Veintiocho muchachos se bañan en la orilla,
Veintiocho muchachos y todos tan amables;
Veintiocho años de vida mujeril y todo tan solitario.

Ella es dueña de una buena casa por los rendimientos
cobrados en el banco,
Espía guapísima y ricamente ataviada detrás de las persianas
de su ventana.

¿Cuál de los jóvenes le parece el más agraciado?
Ah, de todos el más rústico es para ella hermoso.

¿A dónde vas, señora mía? puesto que te miro,
Salpicando el agua aquí y allá, aunque permanezcas en tu
habitación.

Bailando y riendo a lo largo de la playa llega la
vigesimonovena bañista.
Los muchachos ni la ven, pero ella sí los mira deseándolos
ardientemente.

Las barbas de los jóvenes relucen anegadas, chorrean de sus
largos cabellos,
Pequeños arroyos de agua se les destilan por todo el cuerpo.

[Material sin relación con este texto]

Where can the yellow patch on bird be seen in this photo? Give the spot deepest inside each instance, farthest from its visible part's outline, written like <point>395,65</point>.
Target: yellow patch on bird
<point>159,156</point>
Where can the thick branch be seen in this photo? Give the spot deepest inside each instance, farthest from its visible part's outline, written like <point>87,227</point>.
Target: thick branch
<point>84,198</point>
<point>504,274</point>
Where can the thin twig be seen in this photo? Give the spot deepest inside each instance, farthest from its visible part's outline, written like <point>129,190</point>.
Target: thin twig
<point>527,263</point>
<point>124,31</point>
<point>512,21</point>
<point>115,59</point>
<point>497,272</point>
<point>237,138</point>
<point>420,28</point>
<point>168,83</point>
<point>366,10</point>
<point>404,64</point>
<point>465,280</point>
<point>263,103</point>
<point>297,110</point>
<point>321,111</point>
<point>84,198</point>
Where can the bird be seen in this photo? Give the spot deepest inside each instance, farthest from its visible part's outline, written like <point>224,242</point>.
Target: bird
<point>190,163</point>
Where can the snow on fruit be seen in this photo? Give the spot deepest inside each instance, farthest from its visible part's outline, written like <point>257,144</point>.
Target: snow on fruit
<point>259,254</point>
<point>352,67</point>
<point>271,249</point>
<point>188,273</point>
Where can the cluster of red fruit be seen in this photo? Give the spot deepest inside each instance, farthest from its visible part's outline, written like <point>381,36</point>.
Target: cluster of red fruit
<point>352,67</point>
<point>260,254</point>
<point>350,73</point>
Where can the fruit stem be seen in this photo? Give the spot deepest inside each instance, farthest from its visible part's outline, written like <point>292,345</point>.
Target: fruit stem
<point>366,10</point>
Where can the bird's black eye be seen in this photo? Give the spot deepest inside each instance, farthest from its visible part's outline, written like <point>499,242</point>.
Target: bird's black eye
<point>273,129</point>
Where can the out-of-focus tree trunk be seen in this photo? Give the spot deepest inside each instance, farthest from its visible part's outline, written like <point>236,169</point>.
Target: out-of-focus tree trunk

Una mano invisible también se desliza ávida sobre sus
cuerpos,
Desciende temblorosamente de sus sienes y a lo largo de las
costillas.

Los jóvenes flotan sobre sus espaldas, sus vientres blancos
se hinchan hacia el sol,
       no se preguntan quién logrará asirlos, quién los
estrechará rápidamente,
Ni saben, además, quién está suspirando, inclinada sobre
cada uno de ellos como un arco tenso y curvo,
Ni siquiera piensan a quién rocían con sus chapuzones.